“Басист Земфиры выпустил сольный альбом”. Так странно пытались давеча обозначить выход дебютной пластинки Корнея некоторые рецензенты. “Мегахаусу” показалось, парень на эдакое должен обидеться. Отнюдь — в ходе недавнего разговора выяснилось, что Корней именно так нынче себя и чувствует.
Странный щуплый большеголовый молодой человек за последние полгода вызывал о себе разговоры: появился на “Максидроме” и “Мегахаусе”, покрутился в радио и телеэфирах (“Как воздух”, “Отымела”). Через фырканье и даже сопротивление программных директоров, впрочем. “Такую музыку можно ротировать только из респекта к Земфире...” — “неформатностью года” Корней был обозван еще до выхода пластинки “Знак Единица”. И это обстоятельство вполне осознанно и Корнеем, и теми, кто в него верит. Слишком неудобная у него музыка для кальку жующего музыкального бизнеса. Но зато — это музыка. Именно потому Корнея и выхватила полтора года назад из Интернета Земфира, вывезла из Донецка в Москву, вдохнула многие чувства и мысли, предложила играть вместе с ней. Корней и Земфира — это близость по многим позициям. А “Знак Единица” — пожалуй, плод этой близости.
— Давай вот сразу поговорим об этом и перестанем. Помнишь, летом на “Мегахаус-Feste” ты сказал, что Земфира — это единственный человек в мире, протеже которого тебе хотелось бы быть. Но с другой стороны, тебе это уже мешает, поскольку самодостаточность страдает.

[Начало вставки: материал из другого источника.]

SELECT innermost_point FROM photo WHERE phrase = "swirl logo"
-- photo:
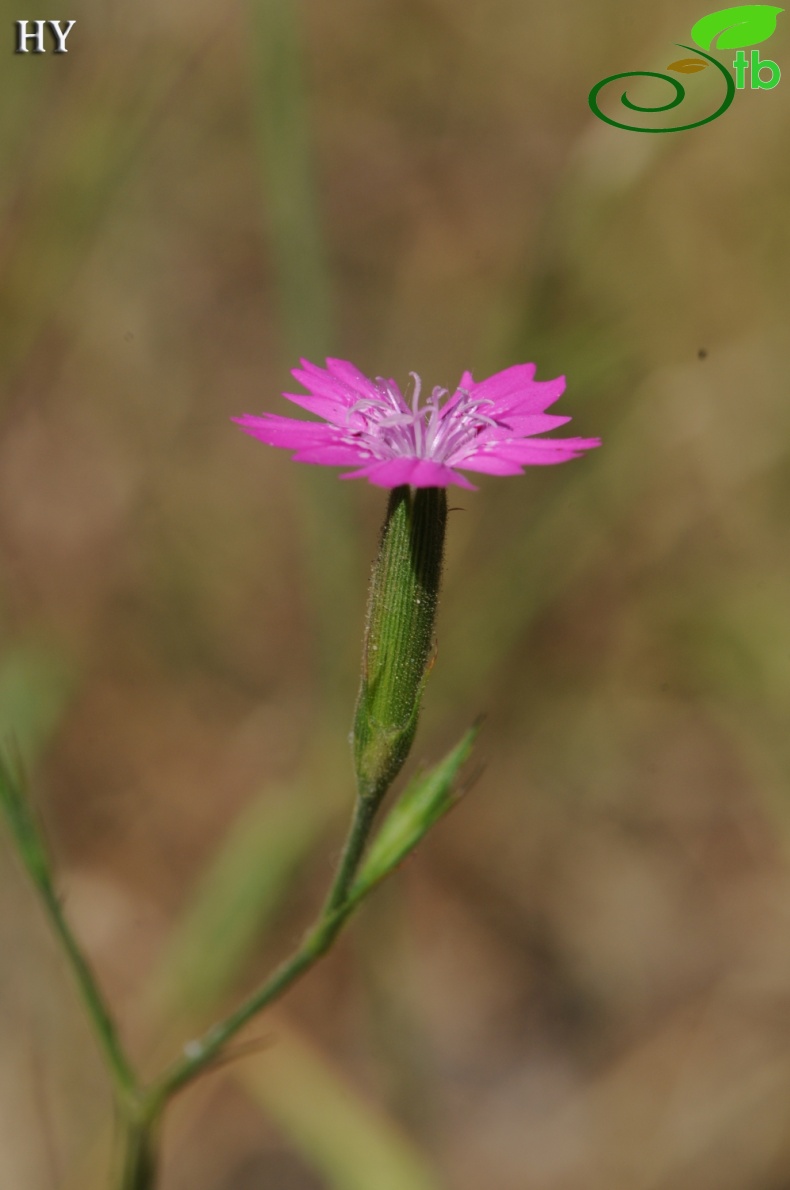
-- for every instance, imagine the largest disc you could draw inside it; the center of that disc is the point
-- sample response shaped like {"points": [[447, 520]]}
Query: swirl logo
{"points": [[729, 29]]}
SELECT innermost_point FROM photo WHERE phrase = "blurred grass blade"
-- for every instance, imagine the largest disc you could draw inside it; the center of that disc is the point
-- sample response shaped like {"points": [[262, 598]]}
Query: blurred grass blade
{"points": [[426, 799], [234, 902], [282, 129], [20, 816], [36, 684], [352, 1144]]}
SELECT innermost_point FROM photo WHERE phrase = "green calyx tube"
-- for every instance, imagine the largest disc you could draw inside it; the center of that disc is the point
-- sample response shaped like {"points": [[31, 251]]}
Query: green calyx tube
{"points": [[399, 643]]}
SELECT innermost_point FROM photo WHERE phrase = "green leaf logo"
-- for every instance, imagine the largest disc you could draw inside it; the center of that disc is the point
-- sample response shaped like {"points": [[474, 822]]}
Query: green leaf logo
{"points": [[746, 24]]}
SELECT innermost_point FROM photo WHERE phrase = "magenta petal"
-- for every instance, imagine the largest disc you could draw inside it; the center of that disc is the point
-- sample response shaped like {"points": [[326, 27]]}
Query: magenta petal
{"points": [[332, 408], [533, 451], [524, 425], [490, 464], [505, 383], [349, 375], [332, 455], [415, 471], [286, 432]]}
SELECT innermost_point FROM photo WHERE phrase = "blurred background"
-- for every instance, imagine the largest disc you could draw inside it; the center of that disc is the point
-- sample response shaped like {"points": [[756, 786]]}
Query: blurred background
{"points": [[583, 977]]}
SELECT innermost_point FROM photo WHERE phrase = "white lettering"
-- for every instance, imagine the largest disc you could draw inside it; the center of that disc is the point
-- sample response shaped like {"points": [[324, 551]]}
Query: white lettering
{"points": [[23, 36], [61, 35]]}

Ты чувствуешь, что когда девочки-фанатки орут: “Корней”, они на самом деле имеют в виду — “Земфира!”.
— Сейчас уже отношение немножко изменилось. Уже есть люди, по отзывам которых я понимаю: их интересует Корней, а не протеже Земфиры. Впрочем, есть много других вещей, о которых мне важнее думать. Например, собственно музыка. Всегда важно помнить, что самое главное — это музыка.

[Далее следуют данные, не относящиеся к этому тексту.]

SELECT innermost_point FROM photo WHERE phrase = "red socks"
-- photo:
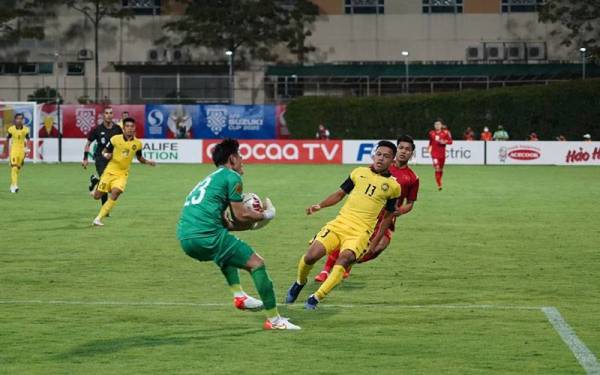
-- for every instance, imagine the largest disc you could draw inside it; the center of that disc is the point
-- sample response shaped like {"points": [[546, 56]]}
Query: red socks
{"points": [[331, 259], [438, 178]]}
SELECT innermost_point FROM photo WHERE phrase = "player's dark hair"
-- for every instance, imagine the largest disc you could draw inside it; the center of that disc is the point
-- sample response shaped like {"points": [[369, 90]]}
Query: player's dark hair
{"points": [[224, 150], [389, 145], [406, 138]]}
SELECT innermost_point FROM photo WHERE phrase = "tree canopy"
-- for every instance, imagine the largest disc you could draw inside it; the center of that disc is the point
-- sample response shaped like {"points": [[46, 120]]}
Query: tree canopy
{"points": [[581, 20], [248, 27]]}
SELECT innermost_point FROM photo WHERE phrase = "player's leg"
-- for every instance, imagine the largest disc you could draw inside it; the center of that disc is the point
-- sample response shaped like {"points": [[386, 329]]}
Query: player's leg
{"points": [[101, 164], [437, 172], [381, 246], [116, 186], [240, 255], [329, 263], [16, 162], [440, 172], [346, 259], [324, 242]]}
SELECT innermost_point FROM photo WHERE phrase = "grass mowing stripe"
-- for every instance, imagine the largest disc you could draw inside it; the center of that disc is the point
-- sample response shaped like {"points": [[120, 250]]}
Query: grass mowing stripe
{"points": [[584, 356], [362, 305]]}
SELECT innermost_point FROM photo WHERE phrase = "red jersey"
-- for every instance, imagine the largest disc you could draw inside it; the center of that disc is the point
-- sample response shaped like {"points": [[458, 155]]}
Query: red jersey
{"points": [[438, 142], [409, 182], [486, 136]]}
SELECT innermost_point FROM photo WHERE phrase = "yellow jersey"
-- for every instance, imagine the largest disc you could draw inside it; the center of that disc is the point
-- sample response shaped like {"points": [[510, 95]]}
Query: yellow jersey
{"points": [[368, 193], [122, 154], [19, 137]]}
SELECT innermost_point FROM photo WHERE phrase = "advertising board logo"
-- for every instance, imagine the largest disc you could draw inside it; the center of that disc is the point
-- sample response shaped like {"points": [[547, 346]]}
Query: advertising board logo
{"points": [[155, 120], [85, 119], [524, 153], [216, 119], [519, 153]]}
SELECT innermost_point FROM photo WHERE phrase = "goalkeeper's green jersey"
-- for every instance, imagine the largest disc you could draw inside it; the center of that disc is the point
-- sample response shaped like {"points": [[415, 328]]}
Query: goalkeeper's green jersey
{"points": [[202, 214]]}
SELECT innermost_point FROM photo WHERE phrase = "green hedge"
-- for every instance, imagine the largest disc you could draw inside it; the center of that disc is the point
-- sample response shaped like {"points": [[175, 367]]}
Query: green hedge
{"points": [[569, 108]]}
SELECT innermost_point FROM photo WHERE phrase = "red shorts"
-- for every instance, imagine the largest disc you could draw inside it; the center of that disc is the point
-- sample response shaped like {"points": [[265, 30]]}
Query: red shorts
{"points": [[438, 162]]}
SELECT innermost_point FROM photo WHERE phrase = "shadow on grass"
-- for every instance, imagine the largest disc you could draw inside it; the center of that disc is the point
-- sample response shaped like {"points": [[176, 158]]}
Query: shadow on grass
{"points": [[114, 345]]}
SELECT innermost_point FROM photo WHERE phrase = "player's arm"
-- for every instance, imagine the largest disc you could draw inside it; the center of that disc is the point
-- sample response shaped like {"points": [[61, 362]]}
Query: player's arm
{"points": [[6, 148], [86, 148], [404, 209], [331, 200], [143, 160], [108, 150], [245, 217], [386, 221]]}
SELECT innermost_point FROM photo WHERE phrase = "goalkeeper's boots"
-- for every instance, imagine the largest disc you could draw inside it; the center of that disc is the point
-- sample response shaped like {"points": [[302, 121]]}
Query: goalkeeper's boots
{"points": [[279, 322], [293, 292], [311, 303], [247, 303], [93, 182]]}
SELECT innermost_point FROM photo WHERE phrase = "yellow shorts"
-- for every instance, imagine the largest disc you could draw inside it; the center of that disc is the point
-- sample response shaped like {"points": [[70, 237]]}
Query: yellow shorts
{"points": [[17, 158], [109, 181], [334, 237]]}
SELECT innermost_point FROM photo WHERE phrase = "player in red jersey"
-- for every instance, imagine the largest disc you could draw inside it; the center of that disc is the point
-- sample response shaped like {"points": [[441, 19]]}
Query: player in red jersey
{"points": [[438, 139], [409, 182]]}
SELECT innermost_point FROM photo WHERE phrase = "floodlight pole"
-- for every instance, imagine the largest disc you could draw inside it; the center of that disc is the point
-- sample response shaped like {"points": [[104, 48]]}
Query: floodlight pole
{"points": [[583, 51], [229, 54], [406, 75]]}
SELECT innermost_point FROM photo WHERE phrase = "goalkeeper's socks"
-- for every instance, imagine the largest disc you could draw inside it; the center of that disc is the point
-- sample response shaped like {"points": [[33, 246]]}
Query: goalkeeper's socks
{"points": [[303, 271], [264, 286]]}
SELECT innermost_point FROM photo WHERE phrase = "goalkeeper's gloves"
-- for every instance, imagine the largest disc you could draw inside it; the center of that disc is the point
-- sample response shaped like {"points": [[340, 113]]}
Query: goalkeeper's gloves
{"points": [[269, 211]]}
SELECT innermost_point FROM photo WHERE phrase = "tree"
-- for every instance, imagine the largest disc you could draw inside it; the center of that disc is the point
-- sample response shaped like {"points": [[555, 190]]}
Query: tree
{"points": [[248, 28], [301, 15], [22, 19], [45, 95], [97, 11], [581, 20]]}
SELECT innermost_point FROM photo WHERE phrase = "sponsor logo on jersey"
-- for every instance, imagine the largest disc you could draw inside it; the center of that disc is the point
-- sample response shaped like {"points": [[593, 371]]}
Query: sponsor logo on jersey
{"points": [[85, 119]]}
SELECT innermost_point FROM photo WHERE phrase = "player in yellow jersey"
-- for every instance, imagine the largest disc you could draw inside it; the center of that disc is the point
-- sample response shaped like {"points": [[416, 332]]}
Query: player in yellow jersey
{"points": [[120, 152], [369, 190], [20, 135]]}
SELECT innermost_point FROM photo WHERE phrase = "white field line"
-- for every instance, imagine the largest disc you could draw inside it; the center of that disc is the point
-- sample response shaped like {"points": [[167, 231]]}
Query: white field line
{"points": [[584, 356], [191, 304]]}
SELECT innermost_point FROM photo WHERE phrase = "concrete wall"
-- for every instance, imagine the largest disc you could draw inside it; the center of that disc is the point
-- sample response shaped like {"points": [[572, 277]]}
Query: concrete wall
{"points": [[338, 37]]}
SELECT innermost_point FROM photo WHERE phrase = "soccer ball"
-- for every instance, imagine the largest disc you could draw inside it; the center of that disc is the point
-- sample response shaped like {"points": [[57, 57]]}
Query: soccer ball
{"points": [[252, 201]]}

— Ты делаешь музыку ради музыки? А что неприятный процесс под названием “шоу-бизнес”? Ты записал пластинку, которая, невзирая на покровительство Земфиры, воспринимается довольно-таки в штыки в этом самом шоу-бизнесе (тебе не очень-то рады радиостанции, не говоря уж о ТВ).
— Мы работаем в иной системе координат. То есть я вижу рядом настоящих, живых людей, которые могут и разделять, и объединять музыку и бизнес. Я вижу Эрика Чантурия (продюсер Корнея, человек, непосредственно материально вложившийся в эту музыку. — К.Д.), который, с одной стороны, музыкальный коммерсант, с другой — человек с очень хорошим вкусом. А о Земфире и говорить незачем — все и так понятно. И мы, конечно, осознаем, что стоит сомневаться в форматности этой музыки.
— У тиражей пластинок двойная цель: успешность продаж и возможность месседжа миру. На сколько тебя заботит степень продаваемости и, стало быть, какая-то прибыль?
— Особых сверхбогатств я себе не хочу. Хочу, чтоб хватало на струны и на нормальную жизнь.
— Какова же нормальная жизнь в твоем понимании?
— Ну это я не знаю, как описать по компонентам.
— Ну вот Земфира заработала на такую квартиру в Москве, которую себе хотела. На ту степень комфорта, которая ей нужна. Хотя есть люди, рок-звезды, которые вообще не имеют своего дома и в этом даже особый фан чувствуют.
— Я скорее из тех, кого стимулирует состояние: ни кола ни двора. Мне сейчас не нужна никакая защищенность. Если ты защищен — тебе нечего бояться, неоткуда и некуда бежать.
— Хм, материальные псевдоценности всегда можно потерять. В том ведь их бессмысленность. Но если проще: ты вообще считаешь деньги, которые попадают тебе в карманы?
— Сам от себя скрывая, их все же считаю. Я даже, наверное, довольно скупой человек.
— То есть тебе жалко потратить деньги там на лишнюю кружку пива?
— Ну, я стараюсь лечиться от жадности. По мере возможности.
— Отчего еще лечишься?
— От кучи всего. Еще я ленивый.
— Ты что ж, частенько рефлексируешь, себя анализируешь?
— Периодически. Но не всегда удается, поскольку я живой человек. А живой человек не всегда способен осознавать сам себя.
— А осознаешь, почему таки неформатна твоя музыка?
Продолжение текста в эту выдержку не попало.